ISLAMABAD: Pakistani ministers on Sunday accused the country’s election body of derailing electoral reform by trying to prevent the use of electronic voting machines (EVMs) in the next general elections.
Electoral reform has become a hot-button issue in Pakistan where political parties frequently raise rigging allegations against their rivals.
The government says it wants to address the problem by allowing electronic voting in the next general elections in October 2023, though the Election Commission of Pakistan (ECP) and opposition parties say technology alone cannot ensure free, fair and transparent polls in the country.
“A campaign has been launched to discredit the EVMs," Information Minister Fawad Chaudhry said while addressing a press conference alongside Science and Technology Minister Shibli Faraz in Islamabad.
"That is against the spirit of reforms the government wants to introduce."
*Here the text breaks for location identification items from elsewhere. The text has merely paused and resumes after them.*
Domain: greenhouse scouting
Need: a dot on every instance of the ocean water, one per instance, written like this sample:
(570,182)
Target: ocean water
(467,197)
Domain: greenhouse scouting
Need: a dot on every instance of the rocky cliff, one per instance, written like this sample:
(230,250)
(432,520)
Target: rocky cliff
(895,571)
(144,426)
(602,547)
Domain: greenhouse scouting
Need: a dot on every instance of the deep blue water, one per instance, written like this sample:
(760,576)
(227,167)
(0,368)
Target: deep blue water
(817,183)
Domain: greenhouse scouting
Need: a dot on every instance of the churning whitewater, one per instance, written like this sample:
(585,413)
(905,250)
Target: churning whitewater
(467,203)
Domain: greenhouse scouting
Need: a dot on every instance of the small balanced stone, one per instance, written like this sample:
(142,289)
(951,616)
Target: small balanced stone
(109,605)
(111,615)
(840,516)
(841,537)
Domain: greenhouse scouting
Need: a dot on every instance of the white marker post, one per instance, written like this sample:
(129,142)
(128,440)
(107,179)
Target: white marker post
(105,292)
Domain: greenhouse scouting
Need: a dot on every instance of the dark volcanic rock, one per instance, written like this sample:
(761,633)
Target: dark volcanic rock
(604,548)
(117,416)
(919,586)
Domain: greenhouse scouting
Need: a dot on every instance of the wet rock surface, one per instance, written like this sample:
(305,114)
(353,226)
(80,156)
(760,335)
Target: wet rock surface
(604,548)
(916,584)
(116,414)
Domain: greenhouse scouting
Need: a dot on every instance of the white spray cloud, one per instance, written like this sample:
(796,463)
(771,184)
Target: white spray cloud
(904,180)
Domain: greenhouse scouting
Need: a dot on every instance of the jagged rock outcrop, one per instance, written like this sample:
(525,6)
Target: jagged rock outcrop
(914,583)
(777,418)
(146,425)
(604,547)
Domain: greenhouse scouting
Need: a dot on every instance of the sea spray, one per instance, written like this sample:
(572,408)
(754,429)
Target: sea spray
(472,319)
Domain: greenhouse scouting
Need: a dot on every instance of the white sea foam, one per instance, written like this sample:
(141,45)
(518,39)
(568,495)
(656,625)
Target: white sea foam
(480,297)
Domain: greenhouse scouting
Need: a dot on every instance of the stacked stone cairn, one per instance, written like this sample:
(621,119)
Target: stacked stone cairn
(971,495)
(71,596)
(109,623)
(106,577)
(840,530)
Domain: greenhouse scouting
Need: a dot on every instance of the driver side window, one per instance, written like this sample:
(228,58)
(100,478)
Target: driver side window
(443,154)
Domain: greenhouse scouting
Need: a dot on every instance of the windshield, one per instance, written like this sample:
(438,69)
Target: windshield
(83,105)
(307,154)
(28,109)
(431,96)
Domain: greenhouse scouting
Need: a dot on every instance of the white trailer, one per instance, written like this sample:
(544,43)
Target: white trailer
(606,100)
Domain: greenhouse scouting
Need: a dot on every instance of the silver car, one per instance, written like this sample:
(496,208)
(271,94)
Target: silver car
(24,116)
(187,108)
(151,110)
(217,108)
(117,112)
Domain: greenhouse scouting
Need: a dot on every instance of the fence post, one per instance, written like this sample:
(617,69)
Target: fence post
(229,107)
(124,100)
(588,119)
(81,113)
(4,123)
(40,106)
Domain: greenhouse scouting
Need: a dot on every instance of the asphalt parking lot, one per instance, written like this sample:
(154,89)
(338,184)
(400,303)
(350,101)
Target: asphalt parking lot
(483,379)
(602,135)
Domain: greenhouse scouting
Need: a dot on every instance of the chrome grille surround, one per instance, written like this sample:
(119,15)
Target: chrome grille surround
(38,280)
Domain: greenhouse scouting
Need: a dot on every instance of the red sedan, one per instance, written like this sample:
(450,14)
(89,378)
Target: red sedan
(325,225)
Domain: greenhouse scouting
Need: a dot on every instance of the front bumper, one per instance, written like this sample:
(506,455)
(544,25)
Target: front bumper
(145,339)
Earlier this month, the ECP submitted to the Pakistani Senate a list of 37 objections, warning that a hasty use of EVMs could jeopardize the upcoming polls.
The ECP said a largescale deployment of these devices was not possible in a short span of time, especially when they had not been properly tested and provided no ballot secrecy, voter anonymity and necessary transparency at various levels.
“It seems as if the chief election commissioner is speaking the opposition’s language,” Chaudhry said, as he accused the election body of excluding from its report data that is in favor of EVMs.
As following the ECP's report Pakistan's Senate Standing Committee on Parliamentary Affairs voted against the Election Act Amendment Bill that would introduce the use of voting machines, Chaudhry said it "will be passed through a joint sitting of the parliament" if the government and the opposition do not find a common stand on the issue.